The U.S. Federal Energy Regulatory Commission (FERC) approved Enbridge’s request to put the 0.95-billion cubic feet per day (bcfd) TEAL project into service on Sept. 12.
One billion cubic feet of gas is enough to fuel about 5 million homes for a day.
TEAL was designed to provide additional supplies for the $2.6 billion NEXUS gas pipeline from Ohio to Michigan.
NEXUS is a partnership between Enbridge and Michigan energy company DTE Energy Inc (DTE.N).
Enbridge projected it would be able to put both TEAL and NEXUS into service in the third quarter of 2018.
Enbridge asked FERC for permission to put part of NEXUS into service in September but is still waiting for that approval.

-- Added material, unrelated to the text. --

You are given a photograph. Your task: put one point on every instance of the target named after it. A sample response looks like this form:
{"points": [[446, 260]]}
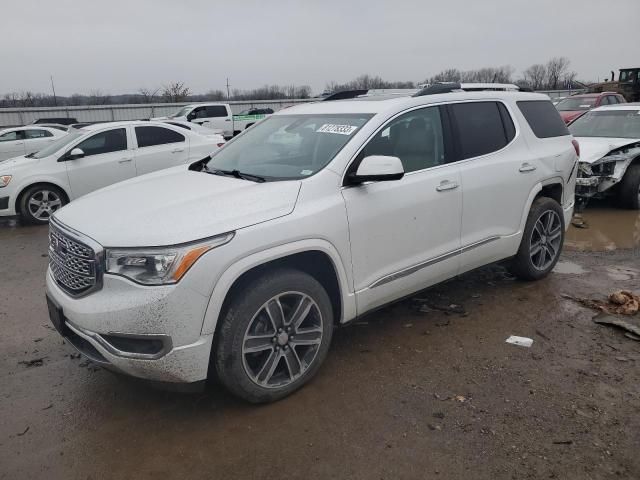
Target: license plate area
{"points": [[55, 315]]}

Once it enters service, the 255-mile (410-kilometer) NEXUS project will carry up to 1.5 bcfd of gas from the Marcellus and Utica shale fields to U.S. Midwest and Gulf Coast and Ontario inCanada.
New pipelines built to remove gas from the Marcellus and Utica basins have enabled shale drillers to boost output in the Appalachia region to a forecast record high of around 29.4 bcfd in October from 24.2 bcfd during the same month a year ago.
That represents about 36 percent of the nation’s total dry gas output of 81.1 bcfd expected on average in 2018. A decade ago, the Appalachia region produced just 1.6 bcfd, or 3 percent of the country’s total production in 2008.